The envoy received support from another key international player when China insisted that rich countries should commit to large cuts in emissions of greenhouse gases, but declined to put a ceiling on its own levels.

Four months before the Copenhagen conference, which aims to produce a successor to the Kyoto Treaty, China’s chief climate change negotiator confirmed that the world’s leading polluter was holding out for developed countries to reduce emissions by 40 per cent from 1990 levels by 2020.

“We have all along believed that due to the historical responsibility of the developed nations, they must continue to take the lead with large reductions beyond 2012,” said Yu Qingtai.

India’s envoy, Shyam Saran, said his country would not take any measures that could restrict its growth. Instead, he said, it would fund developments to reduce carbon emissions, increase green power generation and improve energy efficiency.

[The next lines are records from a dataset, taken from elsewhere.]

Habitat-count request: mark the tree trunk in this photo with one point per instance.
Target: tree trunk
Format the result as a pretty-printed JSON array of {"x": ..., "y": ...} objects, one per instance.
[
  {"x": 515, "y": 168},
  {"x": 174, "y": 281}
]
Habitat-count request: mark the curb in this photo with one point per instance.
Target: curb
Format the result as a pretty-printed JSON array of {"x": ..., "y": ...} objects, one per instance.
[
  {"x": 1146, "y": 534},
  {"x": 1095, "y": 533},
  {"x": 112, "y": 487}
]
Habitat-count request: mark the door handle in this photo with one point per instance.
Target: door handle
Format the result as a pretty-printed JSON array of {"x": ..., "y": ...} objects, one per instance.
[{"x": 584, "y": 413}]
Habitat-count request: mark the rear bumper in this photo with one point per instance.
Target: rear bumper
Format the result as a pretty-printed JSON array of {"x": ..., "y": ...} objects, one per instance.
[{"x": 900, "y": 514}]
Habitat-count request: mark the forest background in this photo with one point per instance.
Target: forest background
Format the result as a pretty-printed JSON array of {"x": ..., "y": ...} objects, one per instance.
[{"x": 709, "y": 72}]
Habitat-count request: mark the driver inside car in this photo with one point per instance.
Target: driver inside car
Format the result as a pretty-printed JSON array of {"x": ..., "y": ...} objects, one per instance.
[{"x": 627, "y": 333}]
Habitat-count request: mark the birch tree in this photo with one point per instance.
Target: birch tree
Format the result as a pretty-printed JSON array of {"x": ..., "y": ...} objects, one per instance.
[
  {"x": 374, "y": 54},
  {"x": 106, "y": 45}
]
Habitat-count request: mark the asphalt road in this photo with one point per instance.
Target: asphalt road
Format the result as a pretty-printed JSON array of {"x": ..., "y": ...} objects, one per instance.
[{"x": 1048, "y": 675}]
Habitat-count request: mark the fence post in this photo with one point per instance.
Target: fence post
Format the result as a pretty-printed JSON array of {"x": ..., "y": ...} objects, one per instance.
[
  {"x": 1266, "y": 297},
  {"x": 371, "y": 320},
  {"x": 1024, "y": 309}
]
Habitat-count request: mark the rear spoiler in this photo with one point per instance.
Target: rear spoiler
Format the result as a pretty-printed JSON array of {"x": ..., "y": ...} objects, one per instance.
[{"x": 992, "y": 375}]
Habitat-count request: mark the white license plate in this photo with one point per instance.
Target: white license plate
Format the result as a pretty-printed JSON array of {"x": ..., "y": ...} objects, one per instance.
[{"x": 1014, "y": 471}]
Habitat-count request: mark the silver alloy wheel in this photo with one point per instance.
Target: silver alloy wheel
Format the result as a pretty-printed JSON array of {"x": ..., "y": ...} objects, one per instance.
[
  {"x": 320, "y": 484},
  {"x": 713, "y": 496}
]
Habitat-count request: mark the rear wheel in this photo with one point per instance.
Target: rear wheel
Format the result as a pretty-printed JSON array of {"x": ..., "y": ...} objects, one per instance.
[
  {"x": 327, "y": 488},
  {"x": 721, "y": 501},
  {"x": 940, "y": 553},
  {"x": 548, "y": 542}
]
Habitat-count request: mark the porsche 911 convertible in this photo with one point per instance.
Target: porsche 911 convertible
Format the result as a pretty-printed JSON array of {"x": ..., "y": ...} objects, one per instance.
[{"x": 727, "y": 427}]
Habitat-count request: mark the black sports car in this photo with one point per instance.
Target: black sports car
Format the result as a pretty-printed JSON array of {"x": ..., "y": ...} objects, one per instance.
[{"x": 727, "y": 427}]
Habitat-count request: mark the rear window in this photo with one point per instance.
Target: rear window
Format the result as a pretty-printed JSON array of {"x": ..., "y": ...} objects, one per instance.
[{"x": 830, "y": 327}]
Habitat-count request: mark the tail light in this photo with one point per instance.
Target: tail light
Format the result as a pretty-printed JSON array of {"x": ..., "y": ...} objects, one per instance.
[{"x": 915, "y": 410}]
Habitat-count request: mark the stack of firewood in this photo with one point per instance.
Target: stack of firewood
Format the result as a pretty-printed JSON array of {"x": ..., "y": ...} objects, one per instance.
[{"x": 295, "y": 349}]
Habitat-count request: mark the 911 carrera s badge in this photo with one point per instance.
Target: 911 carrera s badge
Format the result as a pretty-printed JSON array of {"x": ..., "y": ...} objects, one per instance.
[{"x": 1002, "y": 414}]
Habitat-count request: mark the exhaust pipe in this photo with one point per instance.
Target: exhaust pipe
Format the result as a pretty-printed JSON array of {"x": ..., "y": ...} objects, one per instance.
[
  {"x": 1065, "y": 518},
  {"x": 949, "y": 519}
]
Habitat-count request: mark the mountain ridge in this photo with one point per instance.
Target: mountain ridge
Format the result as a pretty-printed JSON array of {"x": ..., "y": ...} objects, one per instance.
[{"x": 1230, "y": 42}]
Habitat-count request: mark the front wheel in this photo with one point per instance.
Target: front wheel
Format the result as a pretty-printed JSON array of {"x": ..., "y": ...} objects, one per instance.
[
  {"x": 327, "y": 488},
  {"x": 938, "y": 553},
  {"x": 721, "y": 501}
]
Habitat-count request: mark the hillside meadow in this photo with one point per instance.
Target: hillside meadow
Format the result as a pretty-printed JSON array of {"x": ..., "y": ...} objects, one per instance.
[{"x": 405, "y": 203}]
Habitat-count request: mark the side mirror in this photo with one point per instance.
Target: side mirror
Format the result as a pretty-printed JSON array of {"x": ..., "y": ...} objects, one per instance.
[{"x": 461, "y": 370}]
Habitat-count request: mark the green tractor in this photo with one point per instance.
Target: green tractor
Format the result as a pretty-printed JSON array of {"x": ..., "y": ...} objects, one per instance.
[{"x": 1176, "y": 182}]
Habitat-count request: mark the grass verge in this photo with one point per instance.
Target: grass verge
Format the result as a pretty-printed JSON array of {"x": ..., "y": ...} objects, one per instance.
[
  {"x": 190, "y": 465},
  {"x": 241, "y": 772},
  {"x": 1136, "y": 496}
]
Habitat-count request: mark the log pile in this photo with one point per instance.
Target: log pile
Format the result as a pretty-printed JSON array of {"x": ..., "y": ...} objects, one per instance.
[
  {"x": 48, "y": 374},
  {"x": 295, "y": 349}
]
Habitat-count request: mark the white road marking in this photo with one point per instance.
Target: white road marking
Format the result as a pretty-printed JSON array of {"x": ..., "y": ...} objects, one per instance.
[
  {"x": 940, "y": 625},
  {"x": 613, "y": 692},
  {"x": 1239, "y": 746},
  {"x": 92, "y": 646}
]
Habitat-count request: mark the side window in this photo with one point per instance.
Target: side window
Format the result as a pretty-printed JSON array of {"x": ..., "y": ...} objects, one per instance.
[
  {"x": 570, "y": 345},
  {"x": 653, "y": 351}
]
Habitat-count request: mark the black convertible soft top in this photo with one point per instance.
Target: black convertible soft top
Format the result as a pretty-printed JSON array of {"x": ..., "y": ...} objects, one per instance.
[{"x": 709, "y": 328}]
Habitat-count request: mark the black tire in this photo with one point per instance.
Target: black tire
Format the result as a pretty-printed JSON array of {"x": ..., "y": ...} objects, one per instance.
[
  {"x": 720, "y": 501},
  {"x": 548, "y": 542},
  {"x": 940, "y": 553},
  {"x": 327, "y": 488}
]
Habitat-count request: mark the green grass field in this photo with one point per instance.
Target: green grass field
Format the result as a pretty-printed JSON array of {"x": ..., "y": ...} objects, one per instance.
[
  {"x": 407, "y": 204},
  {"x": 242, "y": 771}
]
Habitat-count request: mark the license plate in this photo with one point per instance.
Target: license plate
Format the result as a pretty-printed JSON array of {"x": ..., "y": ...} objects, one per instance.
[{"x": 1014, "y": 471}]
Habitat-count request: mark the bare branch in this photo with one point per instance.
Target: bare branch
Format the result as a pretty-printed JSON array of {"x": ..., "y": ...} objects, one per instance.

Any further measures demanded by developed countries would be taken only if full funding and technological support were provided, he said.

Mr Saran said his Government planned to bring electricity to remote villages by transforming agricultural waste into power. The Government would not yield to pressure from the “hypocritical” West, he said.

“No one is prepared to touch their living standards,” he said. “If you say, ‘You’re producing Tata Nanos [India's new car], what will that do to the world?’, but not talk about your two or three cars per family, it’s hypocritical.

“We can’t be ambitious if we all protect our turf. We need a collaborative response.”